Floral evidence found at L’Anse aux Meadows does suggest more southernly exploration occurred. During excavation, butternuts and a partly carved butternut burl were unearthed, though the species has never grown in Newfoundland. It may well be that the Norse who used L’Anse aux Meadows as a winter base continued southeast into the Gulf of St. Lawrence in the summer, where both grapes and butternuts can be found growing wild. If Vinland included the area around the Gulf of St. Lawrence, there may have been Norse contact with Native people directly in the area from which the Anishinaabe migrated southwest into the Great Lakes and near well-traveled waterways leading into the Haudenosaunee heartland between Lake Ontario and Lake Champlain.

At present, the most that can be said with full confidence is that Norse, Haudenosaunee, and Anishinaabe traditional histories describe notable events that share temporal and spatial proximity. The two Native cultures underwent changes around the time of Norse exploration of North America that shaped later Great Lakes history. The fact that Europeans and Native Americans had contact around 1000 CE leaves open the possibility that new diseases entered North America at this early date and played a role in these changes. As new data is found, future scholars may better understand the nature of this coincidence of history. For now, though, we simply do not know if or to what extent European diseases influenced Native American history before 1492.

Uncovering this part of North America’s past will require the discovery of further authentic medieval Norse sites in North America, especially around Newfoundland and the Gulf of St. Lawrence.
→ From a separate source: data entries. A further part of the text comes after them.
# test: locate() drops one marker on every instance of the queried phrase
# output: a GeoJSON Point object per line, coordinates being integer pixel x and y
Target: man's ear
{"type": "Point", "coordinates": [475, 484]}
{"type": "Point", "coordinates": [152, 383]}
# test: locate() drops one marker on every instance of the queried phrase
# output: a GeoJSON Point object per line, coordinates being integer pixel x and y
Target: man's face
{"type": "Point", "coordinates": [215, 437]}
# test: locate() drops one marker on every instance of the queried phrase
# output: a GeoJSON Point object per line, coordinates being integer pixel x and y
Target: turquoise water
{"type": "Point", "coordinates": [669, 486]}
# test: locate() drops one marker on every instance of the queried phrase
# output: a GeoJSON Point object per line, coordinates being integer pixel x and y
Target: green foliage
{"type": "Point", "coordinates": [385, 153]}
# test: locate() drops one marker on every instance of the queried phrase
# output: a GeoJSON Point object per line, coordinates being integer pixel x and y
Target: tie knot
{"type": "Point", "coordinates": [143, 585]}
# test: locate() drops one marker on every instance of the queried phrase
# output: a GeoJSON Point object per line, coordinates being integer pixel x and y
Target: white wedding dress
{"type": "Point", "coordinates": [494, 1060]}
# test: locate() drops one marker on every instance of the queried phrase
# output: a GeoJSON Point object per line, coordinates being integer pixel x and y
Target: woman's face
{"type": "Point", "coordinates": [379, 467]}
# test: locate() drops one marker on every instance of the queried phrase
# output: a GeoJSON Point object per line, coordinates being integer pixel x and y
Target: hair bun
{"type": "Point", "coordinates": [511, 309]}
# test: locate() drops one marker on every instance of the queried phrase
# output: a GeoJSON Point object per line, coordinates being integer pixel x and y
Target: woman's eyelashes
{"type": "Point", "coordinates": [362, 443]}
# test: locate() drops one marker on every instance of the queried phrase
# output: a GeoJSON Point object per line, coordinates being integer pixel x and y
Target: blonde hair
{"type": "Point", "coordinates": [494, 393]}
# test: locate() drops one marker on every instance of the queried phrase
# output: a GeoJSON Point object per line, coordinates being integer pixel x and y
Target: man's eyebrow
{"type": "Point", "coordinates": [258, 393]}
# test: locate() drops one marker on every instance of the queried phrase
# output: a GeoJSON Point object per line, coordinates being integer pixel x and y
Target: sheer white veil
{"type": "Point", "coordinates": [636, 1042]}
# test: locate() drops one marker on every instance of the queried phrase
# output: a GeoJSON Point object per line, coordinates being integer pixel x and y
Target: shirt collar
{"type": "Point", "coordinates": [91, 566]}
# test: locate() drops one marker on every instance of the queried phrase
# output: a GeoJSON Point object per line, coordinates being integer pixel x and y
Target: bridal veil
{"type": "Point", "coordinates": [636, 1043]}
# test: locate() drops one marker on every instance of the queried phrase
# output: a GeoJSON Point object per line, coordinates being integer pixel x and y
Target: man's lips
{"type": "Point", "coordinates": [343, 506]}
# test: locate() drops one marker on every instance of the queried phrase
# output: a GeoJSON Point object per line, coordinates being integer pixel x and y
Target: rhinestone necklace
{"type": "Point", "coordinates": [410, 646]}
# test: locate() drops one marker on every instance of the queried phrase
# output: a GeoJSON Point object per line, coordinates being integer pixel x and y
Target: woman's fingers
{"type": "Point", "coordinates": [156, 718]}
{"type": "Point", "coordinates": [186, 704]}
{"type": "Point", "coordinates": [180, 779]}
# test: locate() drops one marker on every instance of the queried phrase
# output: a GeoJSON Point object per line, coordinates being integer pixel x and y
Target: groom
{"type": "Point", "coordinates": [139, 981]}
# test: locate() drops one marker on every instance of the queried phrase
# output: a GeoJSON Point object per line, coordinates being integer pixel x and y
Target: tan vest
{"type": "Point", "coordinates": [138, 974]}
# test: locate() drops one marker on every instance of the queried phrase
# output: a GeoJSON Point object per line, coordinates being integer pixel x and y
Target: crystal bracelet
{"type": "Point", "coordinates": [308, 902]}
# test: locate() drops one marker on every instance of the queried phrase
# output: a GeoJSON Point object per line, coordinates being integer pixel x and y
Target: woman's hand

Given the embarrassing history of hoaxes, modern replicas, and misconstruction of evidence that has plagued the study of Norse exploration in North America, doing this work the right way is challenging. False leads such as the Kensington Runestone in Minnesota have distorted popular understanding of the topic. A true story of potentially great significance to North American history is yet to be told. Traditional histories provide important clues, but confirmation of this currently unproven theory must rely on carefully authenticated archaeological evidence.